Unified file system operation experience for different backend

MEGVII Research

Last update: Dec 14, 2022

Related tags

Overview

megfile - Megvii FILE library

Docs: http://megvii-research.github.io/megfile

megfile provides a silky operation experience with different backends (currently including local file system and OSS), which enable you to focus more on the logic of your own project instead of the question of "Which backend is used for this file?"

megfile provides:

Almost unified file system operation experience. Target path can be easily moved from local file system to OSS.
Complete boundary case handling. Even the most difficult (or even you can't even think of) boundary conditions, megfile can help you easily handle it.
Perfect type hints and built-in documentation. You can enjoy the IDE's auto-completion and static checking.
Semantic version and upgrade guide, which allows you enjoy the latest features easily.

megfile's advantages are:

smart_open can open resources that use various protocols, including fs, s3, http(s) and stdio. Especially, reader / writer of s3 in megfile is implemented with multi-thread, which is faster than known competitors.
smart_glob is available on s3. And it supports zsh extended pattern syntax of [], e.g. s3://bucket/video.{mp4,avi}.
All-inclusive functions like smart_exists / smart_stat / smart_sync. If you don't find the functions you want, submit an issue.
Compatible with pathlib.Path interface, referring to S3Path and SmartPath.

Quick Start

Here's an example of writing a file to OSS, syncing to local, reading and finally deleting it.

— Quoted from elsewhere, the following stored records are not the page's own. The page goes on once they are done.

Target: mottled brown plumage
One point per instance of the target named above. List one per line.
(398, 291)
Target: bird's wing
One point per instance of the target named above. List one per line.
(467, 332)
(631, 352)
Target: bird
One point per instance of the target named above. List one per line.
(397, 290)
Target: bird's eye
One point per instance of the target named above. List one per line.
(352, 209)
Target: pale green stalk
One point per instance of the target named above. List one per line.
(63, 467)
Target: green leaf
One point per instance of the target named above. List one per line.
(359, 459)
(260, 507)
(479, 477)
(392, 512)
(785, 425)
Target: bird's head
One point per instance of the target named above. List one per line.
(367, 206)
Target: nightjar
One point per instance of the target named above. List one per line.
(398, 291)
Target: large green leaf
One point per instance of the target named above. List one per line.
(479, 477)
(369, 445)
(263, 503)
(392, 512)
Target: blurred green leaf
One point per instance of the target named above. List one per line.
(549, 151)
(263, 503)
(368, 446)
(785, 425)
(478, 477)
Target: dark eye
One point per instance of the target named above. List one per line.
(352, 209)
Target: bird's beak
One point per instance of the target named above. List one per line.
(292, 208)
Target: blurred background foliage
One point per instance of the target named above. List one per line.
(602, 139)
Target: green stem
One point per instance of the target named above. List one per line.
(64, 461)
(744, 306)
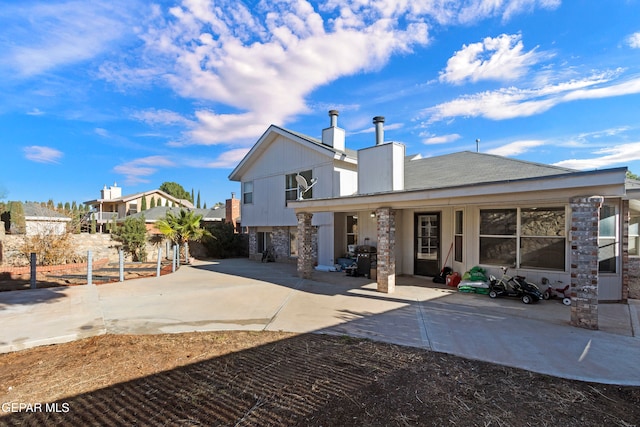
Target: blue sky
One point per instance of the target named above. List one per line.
(138, 93)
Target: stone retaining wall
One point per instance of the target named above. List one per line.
(101, 246)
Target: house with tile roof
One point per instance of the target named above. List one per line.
(458, 210)
(113, 205)
(41, 220)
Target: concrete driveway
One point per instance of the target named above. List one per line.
(238, 294)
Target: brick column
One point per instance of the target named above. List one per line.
(585, 217)
(386, 266)
(305, 245)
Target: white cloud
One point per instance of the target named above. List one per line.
(449, 12)
(41, 154)
(137, 170)
(35, 112)
(501, 58)
(164, 117)
(257, 66)
(508, 103)
(634, 40)
(372, 129)
(618, 155)
(228, 159)
(43, 36)
(441, 139)
(515, 148)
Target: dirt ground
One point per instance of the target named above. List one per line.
(74, 277)
(270, 378)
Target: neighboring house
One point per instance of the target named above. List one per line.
(151, 216)
(580, 227)
(40, 220)
(113, 205)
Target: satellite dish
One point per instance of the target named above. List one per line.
(303, 185)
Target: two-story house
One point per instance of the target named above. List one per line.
(113, 205)
(463, 209)
(268, 176)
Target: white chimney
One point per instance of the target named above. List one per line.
(379, 122)
(333, 136)
(381, 167)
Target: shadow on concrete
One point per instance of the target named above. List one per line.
(30, 296)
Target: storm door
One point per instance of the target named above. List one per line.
(427, 244)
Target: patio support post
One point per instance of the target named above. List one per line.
(386, 264)
(626, 218)
(585, 217)
(305, 245)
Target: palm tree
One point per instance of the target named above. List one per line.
(182, 228)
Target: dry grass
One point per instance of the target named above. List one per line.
(250, 378)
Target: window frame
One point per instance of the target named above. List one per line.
(518, 238)
(247, 195)
(353, 233)
(458, 235)
(634, 235)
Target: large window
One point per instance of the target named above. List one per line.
(293, 241)
(247, 192)
(523, 237)
(458, 236)
(542, 238)
(291, 186)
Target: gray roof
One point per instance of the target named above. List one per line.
(154, 214)
(468, 168)
(36, 210)
(349, 152)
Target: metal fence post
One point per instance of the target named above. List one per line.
(89, 268)
(121, 264)
(32, 261)
(159, 261)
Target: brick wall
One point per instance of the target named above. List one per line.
(306, 257)
(585, 216)
(386, 264)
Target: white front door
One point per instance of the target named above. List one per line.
(609, 277)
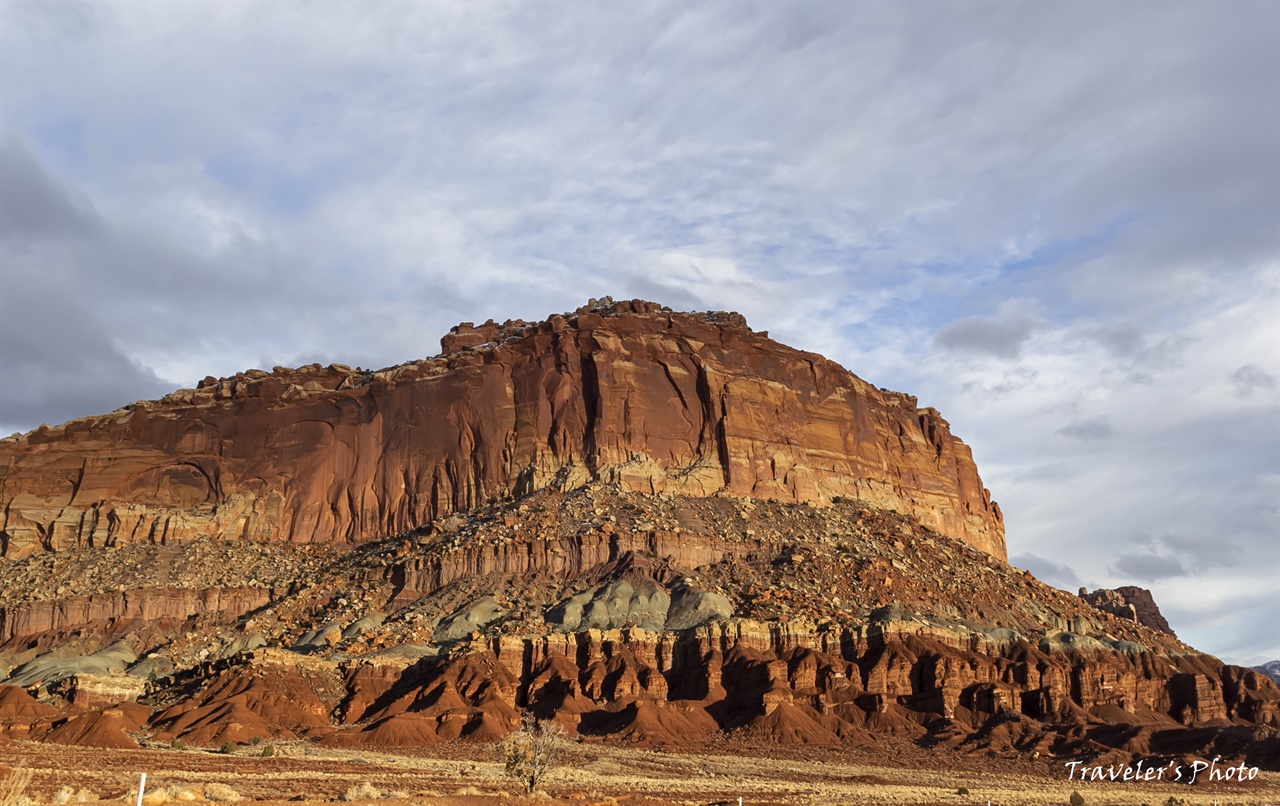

from megfile import smart_open, smart_exists, smart_sync, smart_remove, smart_glob
from megfile.smart_path import SmartPath

# open a file in s3 bucket
with smart_open('s3://playground/refile-test', 'w') as fp:
    fp.write('refile is not silver bullet')

# test if file in s3 bucket exist
smart_exists('s3://playground/refile-test')

# copy files or directories
smart_sync('s3://playground/refile-test', '/tmp/playground')

# remove files or directories
smart_remove('s3://playground/refile-test')

# glob files or directories in s3 bucket
smart_glob('s3://playground/video-?.{mp4,avi}')

# or in local file system
smart_exists('/tmp/playground/refile-test')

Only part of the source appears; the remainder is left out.